Native to the Romagna region, these simple, grilled, Italian flatbreads are usually stuffed with cheeses, vegetables and cold cuts, and eaten on the run.
At Classico Moderno, Gerlini has teamed them with prosciutto, stracchino and rocket, making the perfect post-work drinking snack (aperitivo) teamed with a sparkling 2014 Monte Della Vigne 'Lambrusco'.
Not generally a fan of sparkling reds, I was surprisingly quite taken with this wine, which effectively resurrected the maligned Lambrusco using intense strawberry fruit flavours with a twist of something tart.
From the coastal Romagna region, Seppia e Piselli takes a peasant dish usually eaten by fishermen using offcuts and ink, after the best squid is sold off at market.
Offering up two different preparations of squid upon a vividly green lake of pea puree, Gerlini has elevated this dish into a textural mix of land and sea. It'll likely have you reaching for crisp foccacia sticks to scrape up every last remnant.
With perfect bite, carnaroli rice is well-employed in a creamy butternut pumpkin Risotto alla Ferrerese. It’s well complemented by crisp pumpkin seeds and a tangy drizzle of aged balsamic vinegar, though the amaretti biscuit crumb is overkill.
Degustation menus here include all the trimmings, like a pre-dessert of strawberry granita. However if you’re not beholden to long menus, there will also be a three-course option ($45/head) where you choose your own adventure from any of the degustation menus.
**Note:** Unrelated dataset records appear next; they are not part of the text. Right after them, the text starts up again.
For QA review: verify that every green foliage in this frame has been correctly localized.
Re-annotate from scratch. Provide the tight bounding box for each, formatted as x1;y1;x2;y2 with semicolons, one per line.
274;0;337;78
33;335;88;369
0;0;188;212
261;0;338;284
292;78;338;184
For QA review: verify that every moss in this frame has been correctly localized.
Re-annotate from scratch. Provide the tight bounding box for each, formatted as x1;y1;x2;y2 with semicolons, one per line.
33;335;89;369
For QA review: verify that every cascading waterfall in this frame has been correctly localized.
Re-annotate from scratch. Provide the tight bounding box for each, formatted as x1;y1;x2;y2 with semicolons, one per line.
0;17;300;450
And if you're a fan of the English trifle, you should probably make sure your selections include Romagna’s Zuppa Inglese - a dessert that pits the nutmeg and clove notes of Alchermes liqueur-soaked sponge cake against chocolate and vanilla custard.
172-174 Liverpool Street, Darlinghurst
Ph: (02) 9331 4358
Just up the road from 1989, you’ll find yourself bang smack in the middle of the nineties with Rubyos’ Four-Course Grazing Brunch ($25/head). It’s a refreshing change from Newtown’s sourdough, single origin, cold-drip, dukkah and quinoa excesses. There are no beards, no tattoos, just an honest breakfast the way it used to be - well, except they’ve made a Sunday morning event of it, by delivering it to you across four well-sized courses with an alcoholic drink!
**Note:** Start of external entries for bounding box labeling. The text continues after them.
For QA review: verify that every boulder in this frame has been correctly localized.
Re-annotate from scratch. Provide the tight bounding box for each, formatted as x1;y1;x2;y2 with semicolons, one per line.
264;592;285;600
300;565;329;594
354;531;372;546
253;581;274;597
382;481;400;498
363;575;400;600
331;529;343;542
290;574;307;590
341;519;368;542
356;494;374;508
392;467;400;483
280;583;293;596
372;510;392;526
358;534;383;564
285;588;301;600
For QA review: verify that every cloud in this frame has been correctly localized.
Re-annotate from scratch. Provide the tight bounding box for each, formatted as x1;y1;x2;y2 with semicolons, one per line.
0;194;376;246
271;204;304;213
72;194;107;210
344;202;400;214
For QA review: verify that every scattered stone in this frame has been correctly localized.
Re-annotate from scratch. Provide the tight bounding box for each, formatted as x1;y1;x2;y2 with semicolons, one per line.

Owner Badrul Haider, who took over this business twenty months ago, explains the classic choices were deliberate: “because we're only doing breakfast one day a week - Sundays between 9am-12pm.”
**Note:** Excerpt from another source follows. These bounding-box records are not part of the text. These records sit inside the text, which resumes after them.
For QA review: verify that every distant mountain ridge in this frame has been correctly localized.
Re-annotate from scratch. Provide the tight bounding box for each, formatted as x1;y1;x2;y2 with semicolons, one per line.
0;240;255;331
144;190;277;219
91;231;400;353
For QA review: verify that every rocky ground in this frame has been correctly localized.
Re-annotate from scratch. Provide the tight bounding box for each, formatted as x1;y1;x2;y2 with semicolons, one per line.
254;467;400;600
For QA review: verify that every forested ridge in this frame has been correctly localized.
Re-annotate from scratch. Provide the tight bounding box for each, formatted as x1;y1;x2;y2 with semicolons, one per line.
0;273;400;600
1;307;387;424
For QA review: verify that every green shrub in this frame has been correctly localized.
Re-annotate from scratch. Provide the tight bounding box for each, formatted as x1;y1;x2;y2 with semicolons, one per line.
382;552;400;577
We settle into the spacious, nicely decorated dining room with our respective breakfast cocktails - a Mimosa for her, and a Bellini for him - marvelling that they’re included in the price. We're also impressed that there isn't an Edison bulb in sight - no mean feat in Newtown.
Feeling a little shabby, we each add on a well-made Vittoria Coffee ($4) in our preferred incarnations (for her, a latte, and him, a flat white).
Our first dish – a mini breakfast bruschetta – lands bearing smashed avocado (I did say 90s), tomato and crisp bacon (or haloumi), under an avalanche of well-dressed (balsamic/mustard) rocket. It’s bright and healthy, and suits the cocktails, with the moderately sweet Mimosa scrubbing up slightly better than the acid-on-acid hit of the Bellini.
You’ll want coffee in hand for your eggs Benedict, serving up as a single poached egg under Hollandaise, with your choice of ham, smoked salmon or spinach. We both stick with tradition and take the ham, finding it a pleasingly savoury treat before we hit the sweet.
A buttermilk hotcake stack is suddenly made manageable by delivering you a pancake each under a nicely tart blueberry and rhubarb compote. It’s capped off with a vanilla bean-flecked ball of ice cream, and maple syrup to apply as you see fit.
Your final course is a freshly cut seasonal fruit platter to share, accentuated by creamy yoghurt drizzled with honey.
While it’s not going to win awards for originality, what I liked about this grazing brunch was that it wasn’t an insane amount of food, and it was banged out quickly enough to leave you with plenty of your Sunday left to enjoy. My only gripe would be staff not offering to change share plates between courses. Overall it feels like good value for your spend, and would particularly suit people who struggle when choosing between savoury and sweet at breakfast time.